Radial distributions of phase holdups and phase propagation velocities in a three-phase gas-liquid-solid fluidized bed (GLSCFB) riser

Electrical resistance tomography (ERT) and fiber optic were applied to investigate phase holdups and phase propagation velocities in a gas-liquid-solid circulating fluidized bed (GLSCFB). Since ERT is applicable only to conductive phase(s), e.g. the liquid phase in this study, a fiber optic probe was employed simultaneously to quantify all three phases. Saline water was used as the conductive and continuous phase. Glass beads and lava rocks constitute the solid phase and air as the gas phase.
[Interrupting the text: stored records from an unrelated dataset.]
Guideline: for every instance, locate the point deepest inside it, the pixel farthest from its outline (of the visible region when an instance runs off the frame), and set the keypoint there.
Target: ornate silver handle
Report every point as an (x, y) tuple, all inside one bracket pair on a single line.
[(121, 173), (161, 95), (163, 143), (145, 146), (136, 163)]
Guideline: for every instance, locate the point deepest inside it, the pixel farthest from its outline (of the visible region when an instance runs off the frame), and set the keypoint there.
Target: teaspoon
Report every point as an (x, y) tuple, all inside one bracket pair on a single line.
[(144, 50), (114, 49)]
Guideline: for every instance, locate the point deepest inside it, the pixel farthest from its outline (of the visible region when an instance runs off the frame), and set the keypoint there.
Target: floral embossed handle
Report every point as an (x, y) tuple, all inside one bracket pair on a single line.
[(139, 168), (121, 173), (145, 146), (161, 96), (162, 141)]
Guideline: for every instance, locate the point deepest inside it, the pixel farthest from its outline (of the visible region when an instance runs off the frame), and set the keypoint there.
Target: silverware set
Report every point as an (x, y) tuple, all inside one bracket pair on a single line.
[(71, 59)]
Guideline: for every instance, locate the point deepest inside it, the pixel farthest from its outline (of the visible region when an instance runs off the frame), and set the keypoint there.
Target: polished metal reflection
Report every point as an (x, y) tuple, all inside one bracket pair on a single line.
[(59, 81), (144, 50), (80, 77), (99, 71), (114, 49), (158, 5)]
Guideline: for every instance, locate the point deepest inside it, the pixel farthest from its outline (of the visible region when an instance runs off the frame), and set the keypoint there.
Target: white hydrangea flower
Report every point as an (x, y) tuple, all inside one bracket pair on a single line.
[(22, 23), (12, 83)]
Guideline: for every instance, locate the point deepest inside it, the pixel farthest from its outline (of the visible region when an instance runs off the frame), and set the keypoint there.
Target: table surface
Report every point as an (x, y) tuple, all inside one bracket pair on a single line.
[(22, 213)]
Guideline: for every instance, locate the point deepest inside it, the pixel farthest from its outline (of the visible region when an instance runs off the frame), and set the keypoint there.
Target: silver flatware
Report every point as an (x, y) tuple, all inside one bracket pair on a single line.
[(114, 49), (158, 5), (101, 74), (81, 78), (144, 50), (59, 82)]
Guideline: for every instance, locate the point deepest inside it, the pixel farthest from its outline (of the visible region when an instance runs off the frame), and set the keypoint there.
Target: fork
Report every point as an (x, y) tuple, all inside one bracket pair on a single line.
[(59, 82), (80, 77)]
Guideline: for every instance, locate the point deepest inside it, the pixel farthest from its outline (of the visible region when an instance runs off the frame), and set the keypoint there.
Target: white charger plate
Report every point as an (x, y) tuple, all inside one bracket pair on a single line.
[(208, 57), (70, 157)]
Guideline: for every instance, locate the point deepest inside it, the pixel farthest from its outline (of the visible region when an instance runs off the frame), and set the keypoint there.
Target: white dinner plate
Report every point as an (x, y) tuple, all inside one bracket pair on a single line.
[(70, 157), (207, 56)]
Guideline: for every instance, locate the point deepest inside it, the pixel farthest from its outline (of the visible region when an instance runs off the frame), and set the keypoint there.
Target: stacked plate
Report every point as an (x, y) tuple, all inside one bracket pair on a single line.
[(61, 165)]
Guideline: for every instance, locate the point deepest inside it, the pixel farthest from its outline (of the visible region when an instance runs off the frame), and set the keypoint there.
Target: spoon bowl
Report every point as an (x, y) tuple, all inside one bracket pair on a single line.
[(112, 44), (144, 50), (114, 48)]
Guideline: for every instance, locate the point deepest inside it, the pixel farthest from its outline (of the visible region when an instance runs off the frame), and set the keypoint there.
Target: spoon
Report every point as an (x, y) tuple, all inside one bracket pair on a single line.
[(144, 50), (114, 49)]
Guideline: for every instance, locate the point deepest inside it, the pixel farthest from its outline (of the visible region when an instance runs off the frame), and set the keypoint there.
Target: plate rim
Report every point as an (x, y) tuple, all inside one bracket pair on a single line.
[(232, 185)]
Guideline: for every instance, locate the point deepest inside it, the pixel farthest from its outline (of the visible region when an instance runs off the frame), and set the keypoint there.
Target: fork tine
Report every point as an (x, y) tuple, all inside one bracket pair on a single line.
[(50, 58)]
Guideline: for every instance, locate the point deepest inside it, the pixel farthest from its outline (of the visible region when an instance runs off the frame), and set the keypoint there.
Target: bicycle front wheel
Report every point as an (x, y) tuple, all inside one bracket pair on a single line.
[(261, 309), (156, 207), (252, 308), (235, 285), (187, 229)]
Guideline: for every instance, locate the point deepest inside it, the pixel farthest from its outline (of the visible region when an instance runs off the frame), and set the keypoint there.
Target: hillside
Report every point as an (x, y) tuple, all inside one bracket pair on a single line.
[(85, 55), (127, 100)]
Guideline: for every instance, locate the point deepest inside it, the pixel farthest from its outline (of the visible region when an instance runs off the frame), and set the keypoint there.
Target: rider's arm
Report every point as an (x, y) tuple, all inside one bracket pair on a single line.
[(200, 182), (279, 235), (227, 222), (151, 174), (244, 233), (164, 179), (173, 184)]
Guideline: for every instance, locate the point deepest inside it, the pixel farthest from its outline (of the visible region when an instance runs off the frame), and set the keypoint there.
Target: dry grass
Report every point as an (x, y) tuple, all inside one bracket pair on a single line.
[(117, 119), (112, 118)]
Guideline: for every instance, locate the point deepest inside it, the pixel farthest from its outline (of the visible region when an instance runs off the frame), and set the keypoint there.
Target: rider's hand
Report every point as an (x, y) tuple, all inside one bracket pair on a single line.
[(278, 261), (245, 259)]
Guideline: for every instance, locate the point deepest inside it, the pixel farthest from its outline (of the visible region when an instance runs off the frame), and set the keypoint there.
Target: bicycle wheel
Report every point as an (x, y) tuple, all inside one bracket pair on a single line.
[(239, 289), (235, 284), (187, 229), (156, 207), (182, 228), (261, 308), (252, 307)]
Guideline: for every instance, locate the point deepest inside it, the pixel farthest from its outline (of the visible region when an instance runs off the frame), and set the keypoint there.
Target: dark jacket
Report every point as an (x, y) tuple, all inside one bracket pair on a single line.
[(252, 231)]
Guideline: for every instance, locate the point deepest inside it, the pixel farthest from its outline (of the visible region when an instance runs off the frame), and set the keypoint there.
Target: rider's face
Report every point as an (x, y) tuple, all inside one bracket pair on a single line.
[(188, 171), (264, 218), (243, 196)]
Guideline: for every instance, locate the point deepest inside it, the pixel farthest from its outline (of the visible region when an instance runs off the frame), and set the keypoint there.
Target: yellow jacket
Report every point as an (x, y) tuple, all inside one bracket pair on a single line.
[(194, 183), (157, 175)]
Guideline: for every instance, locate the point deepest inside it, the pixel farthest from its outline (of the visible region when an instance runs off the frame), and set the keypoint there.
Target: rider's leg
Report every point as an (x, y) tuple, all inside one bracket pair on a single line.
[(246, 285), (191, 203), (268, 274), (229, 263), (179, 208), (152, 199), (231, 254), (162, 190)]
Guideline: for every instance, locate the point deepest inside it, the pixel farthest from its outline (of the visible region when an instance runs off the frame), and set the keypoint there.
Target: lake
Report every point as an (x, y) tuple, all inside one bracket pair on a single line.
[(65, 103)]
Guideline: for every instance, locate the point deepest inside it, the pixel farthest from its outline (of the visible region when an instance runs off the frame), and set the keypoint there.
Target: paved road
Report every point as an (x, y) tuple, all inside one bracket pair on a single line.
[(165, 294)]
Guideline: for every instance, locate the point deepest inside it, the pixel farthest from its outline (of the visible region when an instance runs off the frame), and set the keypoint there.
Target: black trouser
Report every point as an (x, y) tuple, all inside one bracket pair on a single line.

Glass beads were transparent and spherical in shape; however, lava rock particles were irregular in shape and opaque, which affected the signals obtained from the optical fiber probe. An empirical model was developed to measure the gas holdup using optical fiber probe data. Gas holdup was higher in the central region and decreased radially, while opposite trend was observed with solid holdup due to the drag forces imposed on solid particles by the gas and liquid flow in the riser. By applying cross-correlation between the data obtained at two different levels in the riser, nonconductive phase propagation velocity was obtained. The propagation velocity was higher in the central region compared to the wall region and increased with increasing liquid superficial velocity.